The scientists are well aware that there will be commercial interest in their work, even though they will be working at a depth beyond most viable exploitation. Hydrothermal vent fields can contain significant mineral wealth – such as copper, gold, zinc and silver – and one company has already begun experimental mining of vents off Papua New Guinea.
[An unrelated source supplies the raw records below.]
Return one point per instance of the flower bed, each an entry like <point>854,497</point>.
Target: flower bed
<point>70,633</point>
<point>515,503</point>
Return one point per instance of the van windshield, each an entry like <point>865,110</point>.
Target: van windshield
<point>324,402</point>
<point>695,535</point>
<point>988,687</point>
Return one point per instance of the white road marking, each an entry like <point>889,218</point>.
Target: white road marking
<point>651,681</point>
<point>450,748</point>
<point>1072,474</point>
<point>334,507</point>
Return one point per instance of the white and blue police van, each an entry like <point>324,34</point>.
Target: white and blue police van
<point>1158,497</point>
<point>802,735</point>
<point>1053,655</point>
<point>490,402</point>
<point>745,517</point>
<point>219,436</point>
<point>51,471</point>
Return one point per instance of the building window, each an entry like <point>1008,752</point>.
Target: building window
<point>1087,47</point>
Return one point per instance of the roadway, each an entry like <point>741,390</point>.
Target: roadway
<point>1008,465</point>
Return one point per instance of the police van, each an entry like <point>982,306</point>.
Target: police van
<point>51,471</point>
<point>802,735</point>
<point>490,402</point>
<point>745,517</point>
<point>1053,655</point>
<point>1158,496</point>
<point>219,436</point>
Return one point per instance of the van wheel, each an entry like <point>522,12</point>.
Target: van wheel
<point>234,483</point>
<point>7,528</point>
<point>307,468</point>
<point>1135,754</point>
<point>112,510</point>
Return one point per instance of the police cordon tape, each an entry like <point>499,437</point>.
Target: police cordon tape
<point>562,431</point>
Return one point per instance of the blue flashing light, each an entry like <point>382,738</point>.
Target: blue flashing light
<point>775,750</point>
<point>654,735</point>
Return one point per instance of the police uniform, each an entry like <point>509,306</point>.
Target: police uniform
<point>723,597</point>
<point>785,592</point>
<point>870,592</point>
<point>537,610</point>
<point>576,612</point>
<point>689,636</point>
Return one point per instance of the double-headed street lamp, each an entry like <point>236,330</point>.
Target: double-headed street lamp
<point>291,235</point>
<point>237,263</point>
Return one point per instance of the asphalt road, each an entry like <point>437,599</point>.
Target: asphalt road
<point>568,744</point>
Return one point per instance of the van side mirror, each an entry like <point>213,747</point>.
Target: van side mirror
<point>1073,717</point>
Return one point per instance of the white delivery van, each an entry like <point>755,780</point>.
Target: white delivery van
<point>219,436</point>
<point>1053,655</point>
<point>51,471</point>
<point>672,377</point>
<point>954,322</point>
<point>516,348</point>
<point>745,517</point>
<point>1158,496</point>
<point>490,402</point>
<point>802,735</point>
A Chinese government agency recently applied for an exploration licence for 1,000km of the southwest Indian ridge.

Dr Wheeler says that, although the area is in international waters, some 1,000 miles west of Ireland, the benefits will be immeasurable in terms of Ireland’s reputation. “This will showcase Ireland’s marine research on a global scale,with the help of National Geographic,” he says. “And if we happen to be over the area during a volcanic eruption, that should make for some even more interesting work.”

Name it!

IT MIGHT BE a relative of the giant squid that grabbed one of Capt Nemo’s crewmen on the futuristic submarine Nautilus, or it might resemble an organism never thought of by Jules Verne. Secondary school students are invited to use their imaginations and understanding of the sea to design their own deep sea thermal vent creature as part of the Venture campaign.

The competition, organised by Patrick Collins of NUIG’s Ryan Institute, has an unusual prize. Over the course of the 25-day cruise on the Celtic Explorer, the scientists on board will collect and identify many previously undiscovered plants and animals on the new hydrothermal vent system. One of these could bear the name of the contest winner.

“The hydrothermal vents on the mid-Atlantic ridge are an extremely important discovery, and one that we think people will be very excited about,” says Collins.

“We’d like to see carefully thought out illustrations along with a description of the creature’s habitat, diet, life and evolutionary history and whatever else the entrant thinks to be important. One lucky winner will have one of the new species we discover named after them. It’s a once-in-a-lifetime opportunity!”

This competition is open to secondary school students across Ireland. Entries must contain at least one clearly labelled, hand-drawn or computer illustration with a separate A4 page (max 400 words) for the description. Entries should be posted to: Sarah Knight, Ryan Institute, Orbsen Building, NUI, Galway.